Updated on 2024-04-11 GMT+08:00

ALM-12052 Usage of Temporary TCP Ports Exceeds the Threshold (For MRS 2.x or Earlier)

Description

The system checks the usage of temporary TCP ports every 30 seconds. This alarm is generated when the usage of temporary TCP ports exceeds the threshold (the default threshold is 80%) for multiple times (the default value is 5).

You can change the threshold by choosing System > Threshold Configuration > Host > Network Status > TCP Ephemeral Port Usage > TCP Ephemeral Port Usage.

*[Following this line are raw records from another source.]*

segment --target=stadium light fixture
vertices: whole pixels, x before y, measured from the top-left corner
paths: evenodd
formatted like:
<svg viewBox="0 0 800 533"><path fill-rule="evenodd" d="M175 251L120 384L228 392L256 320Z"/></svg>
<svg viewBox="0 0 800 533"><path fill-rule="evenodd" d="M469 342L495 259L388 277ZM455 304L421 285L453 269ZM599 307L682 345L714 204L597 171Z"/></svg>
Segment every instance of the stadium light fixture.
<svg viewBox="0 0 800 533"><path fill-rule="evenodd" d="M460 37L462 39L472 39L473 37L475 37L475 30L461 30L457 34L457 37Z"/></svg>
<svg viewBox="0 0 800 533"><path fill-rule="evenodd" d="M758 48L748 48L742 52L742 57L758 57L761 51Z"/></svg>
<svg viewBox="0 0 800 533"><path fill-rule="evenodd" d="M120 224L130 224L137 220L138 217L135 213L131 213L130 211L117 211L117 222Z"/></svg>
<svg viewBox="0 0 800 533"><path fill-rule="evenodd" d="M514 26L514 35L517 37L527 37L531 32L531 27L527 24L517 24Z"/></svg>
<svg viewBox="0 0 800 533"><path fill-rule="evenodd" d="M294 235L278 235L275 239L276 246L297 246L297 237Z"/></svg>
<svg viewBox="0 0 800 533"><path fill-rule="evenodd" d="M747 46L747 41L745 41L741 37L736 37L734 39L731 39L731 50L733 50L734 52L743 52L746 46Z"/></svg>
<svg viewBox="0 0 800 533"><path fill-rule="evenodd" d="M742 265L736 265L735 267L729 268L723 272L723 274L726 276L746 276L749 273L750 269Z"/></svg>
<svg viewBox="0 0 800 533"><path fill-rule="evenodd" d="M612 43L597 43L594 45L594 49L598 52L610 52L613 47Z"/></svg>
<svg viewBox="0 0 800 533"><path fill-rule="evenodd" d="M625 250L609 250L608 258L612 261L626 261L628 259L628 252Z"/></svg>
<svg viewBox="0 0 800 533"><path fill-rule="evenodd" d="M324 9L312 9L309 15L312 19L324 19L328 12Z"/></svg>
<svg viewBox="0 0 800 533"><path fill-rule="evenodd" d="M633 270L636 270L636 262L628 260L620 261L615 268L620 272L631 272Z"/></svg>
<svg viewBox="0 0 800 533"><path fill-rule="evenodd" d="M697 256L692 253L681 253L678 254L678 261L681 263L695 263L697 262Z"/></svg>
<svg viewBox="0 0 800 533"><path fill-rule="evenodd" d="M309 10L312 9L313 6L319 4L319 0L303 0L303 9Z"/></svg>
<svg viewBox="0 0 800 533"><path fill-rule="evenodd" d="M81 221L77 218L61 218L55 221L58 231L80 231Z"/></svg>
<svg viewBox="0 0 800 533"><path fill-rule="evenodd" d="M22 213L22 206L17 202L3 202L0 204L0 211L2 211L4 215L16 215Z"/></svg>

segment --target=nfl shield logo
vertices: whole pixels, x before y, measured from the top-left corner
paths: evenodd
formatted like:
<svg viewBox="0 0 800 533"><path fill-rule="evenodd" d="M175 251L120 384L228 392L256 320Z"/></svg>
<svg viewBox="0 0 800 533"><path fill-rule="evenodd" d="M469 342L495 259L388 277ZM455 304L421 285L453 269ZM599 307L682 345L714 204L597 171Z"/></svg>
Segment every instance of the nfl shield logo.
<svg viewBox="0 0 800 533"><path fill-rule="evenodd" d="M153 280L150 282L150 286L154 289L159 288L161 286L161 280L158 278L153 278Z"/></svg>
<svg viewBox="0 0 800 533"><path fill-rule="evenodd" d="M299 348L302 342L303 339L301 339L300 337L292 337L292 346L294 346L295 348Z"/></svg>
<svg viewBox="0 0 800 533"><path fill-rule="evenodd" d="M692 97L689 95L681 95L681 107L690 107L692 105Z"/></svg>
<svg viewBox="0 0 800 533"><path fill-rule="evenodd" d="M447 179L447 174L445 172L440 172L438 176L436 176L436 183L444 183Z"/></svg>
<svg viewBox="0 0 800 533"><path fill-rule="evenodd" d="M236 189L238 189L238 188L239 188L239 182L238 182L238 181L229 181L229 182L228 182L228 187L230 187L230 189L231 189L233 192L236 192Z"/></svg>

If the hit number is 1, this alarm is cleared when the usage of temporary TCP ports is less than or equal to the threshold. If the hit number is greater than 1, this alarm is cleared when the usage of temporary TCP ports is less than or equal to 90% of the threshold.

Attribute

Alarm ID

Alarm Severity

Auto Clear

12052

Major

Yes

Parameters

Parameter

Description

ServiceName

Specifies the service for which the alarm is generated.

RoleName

Specifies the role for which the alarm is generated.

HostName

Specifies the host for which the alarm is generated.

Trigger Condition

Specifies the threshold for triggering the alarm.

Impact on the System

Services on the host fail to establish connections with the external and services are interrupted.

Possible Causes

  • The temporary ports do not meet service requirements.
  • The system is abnormal.

Procedure

Expand the range of temporary ports.

  1. Go to the MRS cluster details page and choose Alarms.
  2. In the real-time alarm list, click the alarm. In the Alarm Details area, obtain the IP address of the host for which the alarm is generated.
  3. Use PuTTY to log in to the host for which the alarm is generated as user omm.
  4. Run the cat /proc/sys/net/ipv4/ip_local_port_range |cut -f 1 command to obtain the start port number. Run the cat /proc/sys/net/ipv4/ip_local_port_range |cut -f 2 command to obtain the end port number. Subtract the start port number from the end port number to obtain the total number of temporary ports. If the total number of temporary ports is less than 28,232, the random port range of the OS is too small. In this case, contact the system administrator to expand the port range.
  5. Run the ss -ant 2>/dev/null | grep -v LISTEN | awk 'NR > 2 {print $4}'|cut -d ':' -f 2 | awk '$1 >"start port number" {print $1}' | sort -u | wc -l command to calculate the number of used temporary ports.
  6. Calculate the usage of temporary ports using the following formula: Usage of temporary ports = (Number of used temporary ports/Total number of temporary ports) x 100. Check whether the usage exceeds the threshold.

    • If yes, go to 8.
    • If no, go to 7.

  7. Wait 5 minutes and check whether the alarm is cleared.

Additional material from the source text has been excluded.